File-IO
In the last four sessions we’ve covered most of the basic concepts of programming in Python. However, one important aspect that we have not yet touched on is how to read from and write to files on your computer using Python code. This is a crucial skill for any programmer, as it allows you to avoid manually entering data.
We call the process of reading from and writing to files file input/output (file I/O). In this session, we will explore the basics of file I/O in Python, including how to open, read, write, and close files.
Uploading files to Noteable
This session will require you to download files from this website and upload them to Noteable. To first download a file, left click on the hyperlink in the text - the file will be automatically downloaded to your computer. To then upload the file to noteable, use the upload button in the file browser window, as shown below, in red.

Reading a file
The most general way to read data from a file in Python is to use the built-in open function. Let’s look at a simple example: reading in a file that contains some simple text. We’re going to look at the file example.txt, which looks like this:
EXAMPLE TEXT FILE
Here is some text.
Here is some more text.
Here is even more text.
[example.txt]
To download this file, click here, and then upload the file to Noteable.
We can read this file into Python and print its content as follows.

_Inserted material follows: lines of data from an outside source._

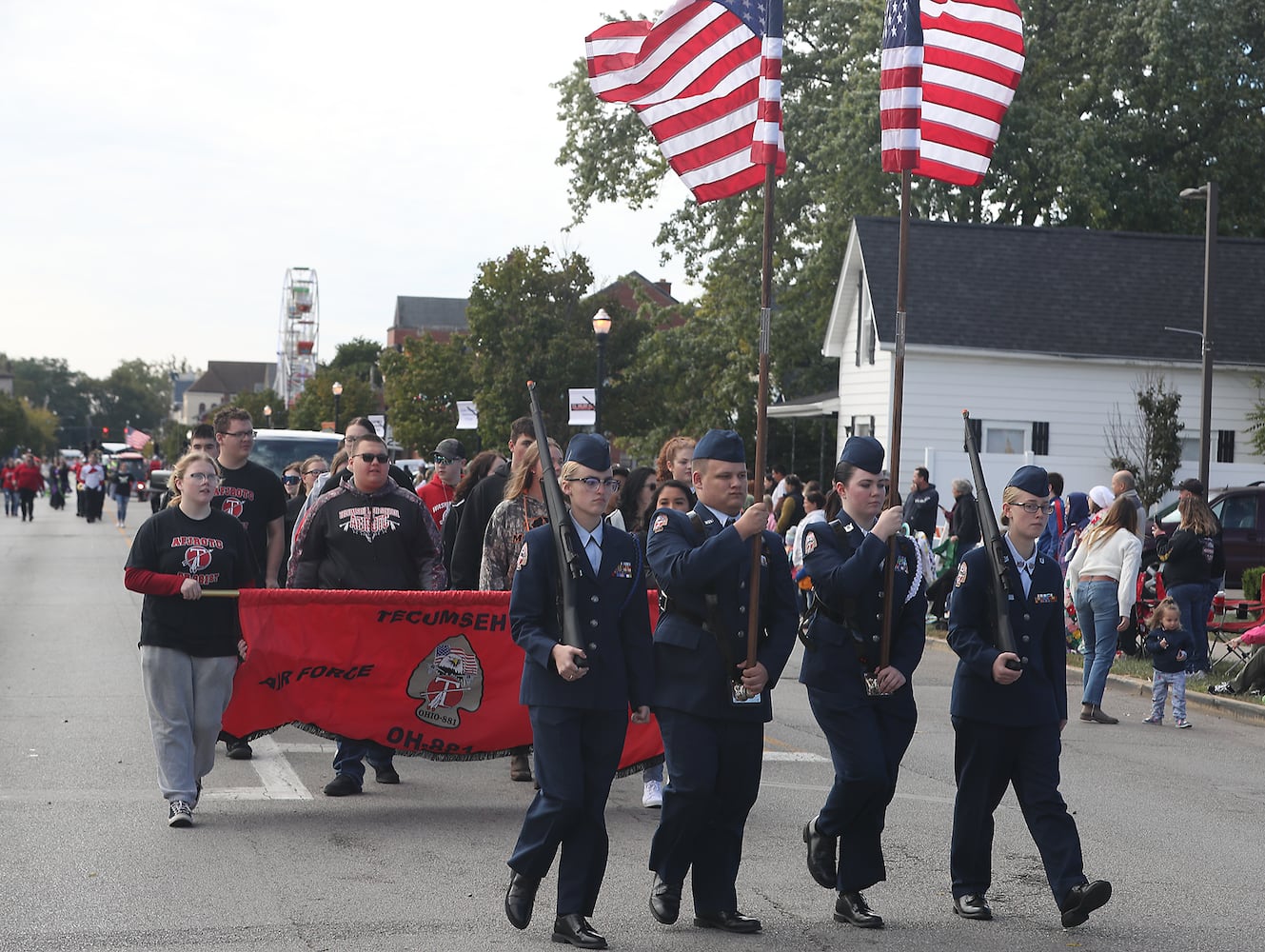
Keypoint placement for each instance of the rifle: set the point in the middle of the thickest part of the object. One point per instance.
(564, 537)
(998, 553)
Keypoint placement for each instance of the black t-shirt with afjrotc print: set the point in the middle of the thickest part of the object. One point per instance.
(253, 494)
(212, 551)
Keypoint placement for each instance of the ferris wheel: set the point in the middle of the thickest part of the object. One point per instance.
(297, 332)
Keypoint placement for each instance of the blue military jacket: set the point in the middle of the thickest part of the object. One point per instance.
(614, 615)
(848, 576)
(691, 668)
(1040, 695)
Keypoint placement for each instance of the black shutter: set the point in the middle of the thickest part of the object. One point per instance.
(1040, 438)
(1225, 446)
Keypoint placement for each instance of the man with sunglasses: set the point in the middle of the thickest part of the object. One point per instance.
(438, 494)
(1007, 721)
(368, 534)
(254, 496)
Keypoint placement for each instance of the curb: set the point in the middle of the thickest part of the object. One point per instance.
(1225, 706)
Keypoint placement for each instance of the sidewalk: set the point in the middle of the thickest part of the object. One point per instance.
(1198, 697)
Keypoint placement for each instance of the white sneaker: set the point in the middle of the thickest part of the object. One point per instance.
(652, 797)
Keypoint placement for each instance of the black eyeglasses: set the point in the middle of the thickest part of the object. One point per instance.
(1034, 507)
(593, 483)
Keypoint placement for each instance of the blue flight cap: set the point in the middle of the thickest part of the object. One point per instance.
(1031, 479)
(589, 449)
(722, 445)
(864, 453)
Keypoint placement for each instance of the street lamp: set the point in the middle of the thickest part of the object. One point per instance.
(601, 328)
(338, 396)
(1208, 194)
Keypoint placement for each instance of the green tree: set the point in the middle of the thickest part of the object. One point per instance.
(1122, 103)
(1150, 444)
(254, 402)
(422, 384)
(529, 321)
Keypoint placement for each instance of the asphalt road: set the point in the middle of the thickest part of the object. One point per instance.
(1172, 817)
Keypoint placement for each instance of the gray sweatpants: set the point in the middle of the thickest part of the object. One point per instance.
(187, 698)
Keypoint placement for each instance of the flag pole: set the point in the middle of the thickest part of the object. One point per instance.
(897, 402)
(761, 406)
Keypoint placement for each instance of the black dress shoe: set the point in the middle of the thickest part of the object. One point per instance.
(520, 898)
(853, 909)
(972, 906)
(727, 922)
(1084, 899)
(822, 852)
(664, 901)
(575, 928)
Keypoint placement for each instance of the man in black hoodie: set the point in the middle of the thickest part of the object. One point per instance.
(367, 534)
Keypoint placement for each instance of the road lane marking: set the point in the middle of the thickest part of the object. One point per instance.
(280, 782)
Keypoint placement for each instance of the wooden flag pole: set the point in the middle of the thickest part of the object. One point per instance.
(761, 407)
(884, 651)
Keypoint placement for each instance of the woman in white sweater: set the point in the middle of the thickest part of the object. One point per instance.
(1102, 578)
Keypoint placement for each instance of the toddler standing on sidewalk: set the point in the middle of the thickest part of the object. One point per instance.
(1170, 645)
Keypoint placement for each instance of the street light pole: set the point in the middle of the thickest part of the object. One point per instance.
(601, 328)
(1208, 194)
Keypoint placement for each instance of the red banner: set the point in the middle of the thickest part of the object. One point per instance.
(426, 674)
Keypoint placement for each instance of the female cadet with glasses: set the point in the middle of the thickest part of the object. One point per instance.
(580, 715)
(188, 652)
(864, 708)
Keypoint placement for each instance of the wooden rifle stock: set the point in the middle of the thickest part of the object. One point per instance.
(564, 538)
(998, 553)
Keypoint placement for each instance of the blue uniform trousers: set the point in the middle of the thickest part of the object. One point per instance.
(577, 755)
(987, 759)
(714, 778)
(867, 742)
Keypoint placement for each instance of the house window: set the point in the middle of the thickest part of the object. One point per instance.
(1040, 440)
(1225, 446)
(1006, 437)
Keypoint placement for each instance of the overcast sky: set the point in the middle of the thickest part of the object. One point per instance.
(164, 164)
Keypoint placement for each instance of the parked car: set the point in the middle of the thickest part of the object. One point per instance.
(134, 464)
(276, 448)
(1241, 511)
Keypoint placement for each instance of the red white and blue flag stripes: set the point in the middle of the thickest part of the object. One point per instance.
(706, 79)
(949, 72)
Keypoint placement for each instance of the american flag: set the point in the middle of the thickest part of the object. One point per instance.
(706, 79)
(944, 122)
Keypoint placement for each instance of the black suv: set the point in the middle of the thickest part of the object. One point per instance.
(1241, 511)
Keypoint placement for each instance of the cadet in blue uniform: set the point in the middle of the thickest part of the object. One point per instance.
(714, 740)
(1007, 723)
(579, 714)
(868, 733)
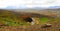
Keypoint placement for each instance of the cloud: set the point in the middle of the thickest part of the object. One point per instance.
(28, 3)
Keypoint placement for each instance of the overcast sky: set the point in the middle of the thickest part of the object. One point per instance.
(28, 3)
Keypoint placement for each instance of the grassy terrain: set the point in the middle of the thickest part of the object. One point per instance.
(10, 19)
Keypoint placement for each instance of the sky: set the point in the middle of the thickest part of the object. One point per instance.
(19, 4)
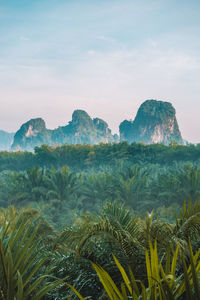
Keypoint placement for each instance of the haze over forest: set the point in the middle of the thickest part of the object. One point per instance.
(105, 57)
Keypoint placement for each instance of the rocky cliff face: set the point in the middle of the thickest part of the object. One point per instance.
(6, 139)
(155, 122)
(32, 133)
(82, 129)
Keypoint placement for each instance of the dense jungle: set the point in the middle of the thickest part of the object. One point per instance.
(108, 221)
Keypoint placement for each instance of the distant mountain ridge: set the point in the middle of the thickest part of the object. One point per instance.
(6, 139)
(82, 129)
(155, 122)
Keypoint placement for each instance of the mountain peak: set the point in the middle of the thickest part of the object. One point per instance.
(155, 122)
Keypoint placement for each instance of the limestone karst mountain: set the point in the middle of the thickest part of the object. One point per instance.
(155, 122)
(6, 139)
(82, 129)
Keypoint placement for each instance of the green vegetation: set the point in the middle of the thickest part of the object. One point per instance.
(113, 221)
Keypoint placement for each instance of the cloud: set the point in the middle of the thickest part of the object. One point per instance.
(24, 38)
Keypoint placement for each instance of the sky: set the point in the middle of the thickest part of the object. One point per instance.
(104, 56)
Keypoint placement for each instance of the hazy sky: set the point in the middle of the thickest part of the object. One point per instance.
(103, 56)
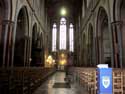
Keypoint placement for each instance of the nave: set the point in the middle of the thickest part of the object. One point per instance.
(55, 85)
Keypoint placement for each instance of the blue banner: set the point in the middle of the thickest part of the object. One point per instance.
(104, 79)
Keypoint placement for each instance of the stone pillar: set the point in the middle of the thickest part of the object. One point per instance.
(117, 43)
(6, 36)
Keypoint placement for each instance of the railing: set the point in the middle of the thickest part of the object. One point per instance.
(87, 77)
(22, 80)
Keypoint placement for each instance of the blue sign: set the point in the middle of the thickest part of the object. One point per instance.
(104, 78)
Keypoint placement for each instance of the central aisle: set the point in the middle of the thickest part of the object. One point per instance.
(58, 77)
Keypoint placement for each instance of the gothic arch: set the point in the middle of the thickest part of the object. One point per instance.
(119, 25)
(104, 41)
(20, 50)
(34, 44)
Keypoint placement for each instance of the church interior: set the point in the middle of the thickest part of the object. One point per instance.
(59, 46)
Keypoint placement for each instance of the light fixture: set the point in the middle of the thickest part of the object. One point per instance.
(63, 11)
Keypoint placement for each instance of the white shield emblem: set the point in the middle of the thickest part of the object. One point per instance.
(106, 81)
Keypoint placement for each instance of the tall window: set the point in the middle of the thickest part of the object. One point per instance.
(71, 38)
(62, 36)
(54, 37)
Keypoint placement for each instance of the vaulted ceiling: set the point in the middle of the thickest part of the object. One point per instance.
(53, 7)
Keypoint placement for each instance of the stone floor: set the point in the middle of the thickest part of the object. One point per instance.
(58, 77)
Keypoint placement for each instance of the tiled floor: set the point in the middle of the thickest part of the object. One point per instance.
(47, 87)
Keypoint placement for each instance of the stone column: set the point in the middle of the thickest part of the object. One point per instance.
(117, 43)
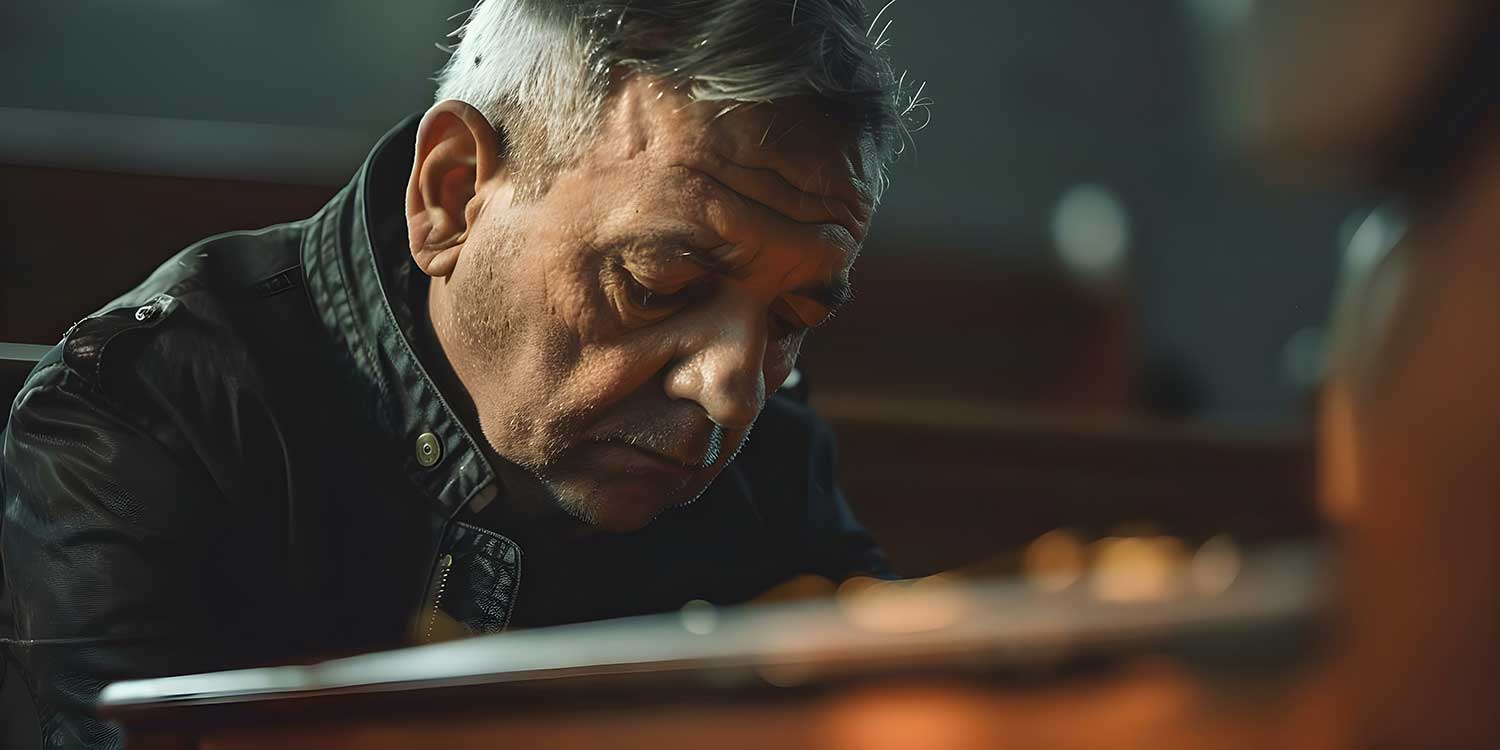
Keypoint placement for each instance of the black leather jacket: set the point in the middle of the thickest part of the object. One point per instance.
(227, 467)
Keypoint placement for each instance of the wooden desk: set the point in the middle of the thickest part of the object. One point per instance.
(902, 666)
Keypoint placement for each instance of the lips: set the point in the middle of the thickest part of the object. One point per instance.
(635, 459)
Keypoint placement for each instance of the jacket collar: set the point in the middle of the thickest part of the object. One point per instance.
(357, 266)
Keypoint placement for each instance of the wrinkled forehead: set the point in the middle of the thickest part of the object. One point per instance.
(812, 147)
(792, 149)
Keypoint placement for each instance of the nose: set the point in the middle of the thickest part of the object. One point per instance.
(725, 371)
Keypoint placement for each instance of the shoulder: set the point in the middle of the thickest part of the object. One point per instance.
(170, 354)
(188, 315)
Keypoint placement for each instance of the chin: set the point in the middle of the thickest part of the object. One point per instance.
(624, 506)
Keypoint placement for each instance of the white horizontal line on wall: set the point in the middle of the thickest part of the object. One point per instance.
(177, 147)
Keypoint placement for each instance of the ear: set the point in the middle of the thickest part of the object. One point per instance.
(456, 168)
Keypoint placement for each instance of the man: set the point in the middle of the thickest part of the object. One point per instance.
(485, 386)
(1400, 99)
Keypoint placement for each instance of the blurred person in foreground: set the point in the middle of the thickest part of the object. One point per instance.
(1400, 98)
(506, 378)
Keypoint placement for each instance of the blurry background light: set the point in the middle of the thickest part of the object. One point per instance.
(1137, 569)
(1055, 560)
(1091, 230)
(1215, 566)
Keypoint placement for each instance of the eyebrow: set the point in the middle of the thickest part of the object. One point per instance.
(831, 294)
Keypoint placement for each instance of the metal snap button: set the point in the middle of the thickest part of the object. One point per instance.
(429, 449)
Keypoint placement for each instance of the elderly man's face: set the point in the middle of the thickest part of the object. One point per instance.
(620, 333)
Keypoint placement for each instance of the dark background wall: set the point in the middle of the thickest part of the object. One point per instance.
(1031, 98)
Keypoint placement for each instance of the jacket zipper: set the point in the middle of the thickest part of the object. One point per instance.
(444, 566)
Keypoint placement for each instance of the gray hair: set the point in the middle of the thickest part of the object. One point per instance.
(540, 69)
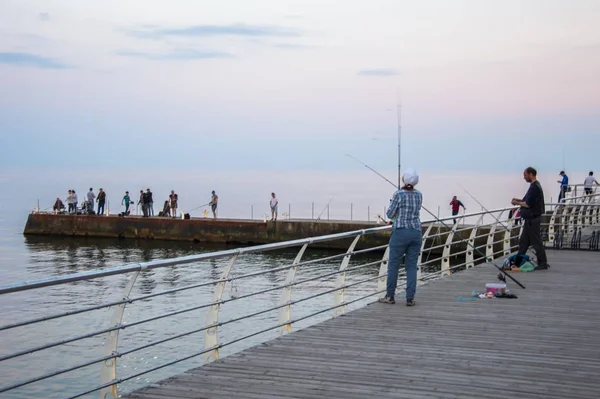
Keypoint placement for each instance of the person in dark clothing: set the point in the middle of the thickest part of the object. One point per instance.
(564, 185)
(142, 203)
(456, 204)
(101, 199)
(532, 209)
(149, 202)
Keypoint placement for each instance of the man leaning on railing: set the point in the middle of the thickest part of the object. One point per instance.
(532, 209)
(406, 237)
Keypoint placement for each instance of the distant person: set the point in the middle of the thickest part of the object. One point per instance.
(58, 206)
(406, 237)
(142, 203)
(126, 200)
(69, 201)
(588, 183)
(173, 198)
(532, 209)
(214, 203)
(564, 186)
(149, 202)
(91, 199)
(456, 204)
(101, 199)
(274, 203)
(75, 200)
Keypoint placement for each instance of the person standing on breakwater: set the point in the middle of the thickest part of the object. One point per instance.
(564, 185)
(532, 209)
(75, 201)
(58, 205)
(214, 203)
(456, 204)
(149, 202)
(173, 198)
(406, 237)
(588, 183)
(91, 197)
(142, 203)
(126, 200)
(101, 201)
(69, 201)
(274, 205)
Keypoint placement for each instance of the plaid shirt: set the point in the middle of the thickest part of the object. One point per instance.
(405, 209)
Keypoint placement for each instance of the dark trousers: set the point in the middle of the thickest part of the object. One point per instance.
(100, 207)
(561, 194)
(532, 237)
(454, 213)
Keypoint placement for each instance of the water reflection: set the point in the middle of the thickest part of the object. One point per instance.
(56, 256)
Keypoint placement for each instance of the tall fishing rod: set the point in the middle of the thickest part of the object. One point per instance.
(446, 226)
(324, 209)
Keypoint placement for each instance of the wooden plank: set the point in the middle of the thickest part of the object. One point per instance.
(544, 344)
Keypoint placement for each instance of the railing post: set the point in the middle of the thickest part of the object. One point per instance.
(445, 267)
(470, 256)
(382, 280)
(211, 338)
(285, 313)
(489, 252)
(423, 241)
(508, 234)
(109, 366)
(341, 279)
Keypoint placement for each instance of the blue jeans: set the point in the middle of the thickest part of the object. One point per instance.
(404, 242)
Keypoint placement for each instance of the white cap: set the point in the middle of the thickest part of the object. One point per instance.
(411, 177)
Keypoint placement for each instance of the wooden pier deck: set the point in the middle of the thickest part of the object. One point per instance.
(545, 344)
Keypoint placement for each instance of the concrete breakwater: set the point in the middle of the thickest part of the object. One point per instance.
(234, 231)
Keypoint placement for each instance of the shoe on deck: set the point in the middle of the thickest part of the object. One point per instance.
(387, 299)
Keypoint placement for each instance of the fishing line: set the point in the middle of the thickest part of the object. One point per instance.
(446, 226)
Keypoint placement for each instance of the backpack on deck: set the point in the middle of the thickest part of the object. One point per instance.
(521, 261)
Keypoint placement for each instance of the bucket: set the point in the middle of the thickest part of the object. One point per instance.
(495, 287)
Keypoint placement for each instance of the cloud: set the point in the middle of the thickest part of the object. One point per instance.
(378, 72)
(31, 60)
(148, 32)
(176, 55)
(292, 46)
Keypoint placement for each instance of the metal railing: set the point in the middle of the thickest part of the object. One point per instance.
(446, 248)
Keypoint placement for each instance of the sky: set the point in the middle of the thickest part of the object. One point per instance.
(295, 85)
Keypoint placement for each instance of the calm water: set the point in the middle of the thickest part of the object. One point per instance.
(24, 258)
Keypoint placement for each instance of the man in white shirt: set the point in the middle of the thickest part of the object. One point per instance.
(589, 183)
(274, 203)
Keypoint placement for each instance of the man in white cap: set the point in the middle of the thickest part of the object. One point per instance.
(405, 209)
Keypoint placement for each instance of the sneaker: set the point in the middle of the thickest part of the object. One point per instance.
(387, 299)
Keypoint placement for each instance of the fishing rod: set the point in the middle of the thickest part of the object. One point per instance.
(448, 227)
(324, 209)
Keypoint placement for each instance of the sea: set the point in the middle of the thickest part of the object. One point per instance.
(360, 195)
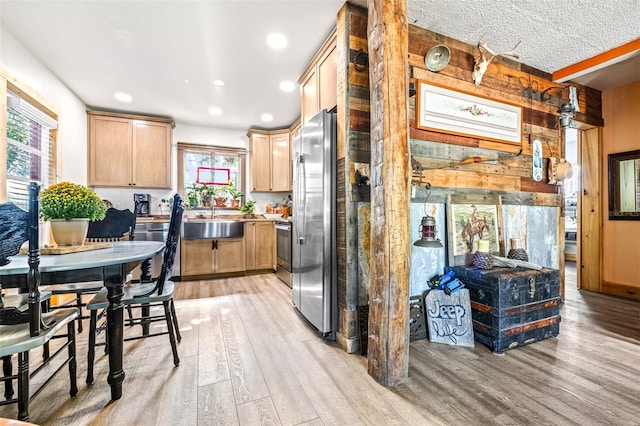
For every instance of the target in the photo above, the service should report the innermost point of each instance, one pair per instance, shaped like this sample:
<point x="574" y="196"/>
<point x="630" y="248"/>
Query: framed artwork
<point x="451" y="111"/>
<point x="469" y="223"/>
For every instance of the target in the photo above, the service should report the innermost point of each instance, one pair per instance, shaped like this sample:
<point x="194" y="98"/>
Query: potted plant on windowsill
<point x="248" y="208"/>
<point x="220" y="196"/>
<point x="70" y="207"/>
<point x="235" y="195"/>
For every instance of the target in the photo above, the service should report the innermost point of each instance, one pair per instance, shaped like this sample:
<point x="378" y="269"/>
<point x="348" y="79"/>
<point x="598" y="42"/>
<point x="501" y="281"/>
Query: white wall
<point x="72" y="130"/>
<point x="72" y="121"/>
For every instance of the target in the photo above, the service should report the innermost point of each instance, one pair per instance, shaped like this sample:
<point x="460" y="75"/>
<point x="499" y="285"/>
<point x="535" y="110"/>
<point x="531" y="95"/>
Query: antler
<point x="481" y="63"/>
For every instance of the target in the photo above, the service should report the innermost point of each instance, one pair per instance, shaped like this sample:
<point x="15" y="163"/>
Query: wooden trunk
<point x="512" y="307"/>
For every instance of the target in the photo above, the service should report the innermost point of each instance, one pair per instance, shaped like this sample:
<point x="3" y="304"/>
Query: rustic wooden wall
<point x="507" y="81"/>
<point x="388" y="340"/>
<point x="509" y="172"/>
<point x="353" y="193"/>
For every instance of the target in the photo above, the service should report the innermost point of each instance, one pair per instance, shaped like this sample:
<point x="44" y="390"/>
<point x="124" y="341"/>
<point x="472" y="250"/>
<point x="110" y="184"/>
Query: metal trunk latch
<point x="532" y="286"/>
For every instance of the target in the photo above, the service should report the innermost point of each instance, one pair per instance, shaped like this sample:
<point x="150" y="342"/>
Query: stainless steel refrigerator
<point x="314" y="219"/>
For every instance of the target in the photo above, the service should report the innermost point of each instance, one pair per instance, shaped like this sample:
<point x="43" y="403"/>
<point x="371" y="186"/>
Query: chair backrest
<point x="19" y="227"/>
<point x="171" y="244"/>
<point x="115" y="225"/>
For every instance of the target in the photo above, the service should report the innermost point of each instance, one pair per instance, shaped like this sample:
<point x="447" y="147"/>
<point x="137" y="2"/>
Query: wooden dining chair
<point x="144" y="295"/>
<point x="117" y="225"/>
<point x="24" y="330"/>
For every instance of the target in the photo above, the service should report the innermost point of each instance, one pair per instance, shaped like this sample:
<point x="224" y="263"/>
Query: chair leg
<point x="172" y="337"/>
<point x="145" y="311"/>
<point x="175" y="321"/>
<point x="46" y="307"/>
<point x="73" y="365"/>
<point x="7" y="370"/>
<point x="130" y="314"/>
<point x="79" y="304"/>
<point x="91" y="353"/>
<point x="23" y="386"/>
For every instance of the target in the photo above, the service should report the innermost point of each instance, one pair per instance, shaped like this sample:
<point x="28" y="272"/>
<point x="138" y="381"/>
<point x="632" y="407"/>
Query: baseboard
<point x="621" y="290"/>
<point x="349" y="345"/>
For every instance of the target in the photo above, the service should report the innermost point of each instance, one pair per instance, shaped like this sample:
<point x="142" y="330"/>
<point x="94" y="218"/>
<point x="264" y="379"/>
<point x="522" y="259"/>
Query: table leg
<point x="114" y="277"/>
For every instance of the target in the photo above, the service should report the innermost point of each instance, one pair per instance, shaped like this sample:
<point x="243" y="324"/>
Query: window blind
<point x="30" y="148"/>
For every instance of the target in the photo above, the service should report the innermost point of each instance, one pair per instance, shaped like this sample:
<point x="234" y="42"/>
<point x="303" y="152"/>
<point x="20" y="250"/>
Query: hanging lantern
<point x="428" y="233"/>
<point x="566" y="114"/>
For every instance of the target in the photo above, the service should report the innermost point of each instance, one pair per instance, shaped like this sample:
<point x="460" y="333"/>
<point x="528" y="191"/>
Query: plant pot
<point x="69" y="232"/>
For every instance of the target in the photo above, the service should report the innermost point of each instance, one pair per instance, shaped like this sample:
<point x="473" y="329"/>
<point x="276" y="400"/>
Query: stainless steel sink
<point x="202" y="229"/>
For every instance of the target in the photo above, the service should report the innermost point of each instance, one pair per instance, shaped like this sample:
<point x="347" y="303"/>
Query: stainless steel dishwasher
<point x="155" y="231"/>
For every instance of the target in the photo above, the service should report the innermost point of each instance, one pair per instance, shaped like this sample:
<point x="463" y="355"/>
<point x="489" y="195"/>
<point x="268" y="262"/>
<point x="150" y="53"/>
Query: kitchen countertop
<point x="239" y="218"/>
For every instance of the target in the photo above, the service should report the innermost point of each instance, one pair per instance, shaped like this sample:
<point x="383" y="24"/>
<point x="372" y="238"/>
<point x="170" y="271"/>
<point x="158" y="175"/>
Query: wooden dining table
<point x="109" y="265"/>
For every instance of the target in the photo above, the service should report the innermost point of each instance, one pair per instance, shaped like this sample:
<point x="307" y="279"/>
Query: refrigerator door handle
<point x="303" y="200"/>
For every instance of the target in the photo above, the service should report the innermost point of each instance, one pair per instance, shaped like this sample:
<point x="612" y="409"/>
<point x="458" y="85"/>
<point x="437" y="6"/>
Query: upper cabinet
<point x="270" y="160"/>
<point x="318" y="84"/>
<point x="129" y="150"/>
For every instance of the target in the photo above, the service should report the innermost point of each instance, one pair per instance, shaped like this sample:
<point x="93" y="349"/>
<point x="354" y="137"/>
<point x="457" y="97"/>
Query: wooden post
<point x="388" y="342"/>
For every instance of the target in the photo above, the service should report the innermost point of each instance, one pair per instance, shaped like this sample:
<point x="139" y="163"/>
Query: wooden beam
<point x="388" y="341"/>
<point x="597" y="62"/>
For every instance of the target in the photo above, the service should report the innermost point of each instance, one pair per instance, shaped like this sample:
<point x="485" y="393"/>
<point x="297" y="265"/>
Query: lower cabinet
<point x="255" y="251"/>
<point x="259" y="239"/>
<point x="205" y="257"/>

with open('example.txt', 'r') as stream:
lines = stream.readlines()
for line in lines:
print(line, end='')Let’s break this down into sections. First we use the with keyword which tells Python we’re going to be using some sort of external resource - something that isn’t within the notebook. For this reason with is a very powerful and complicated keyword, but in this course we’re only going to use it to open files.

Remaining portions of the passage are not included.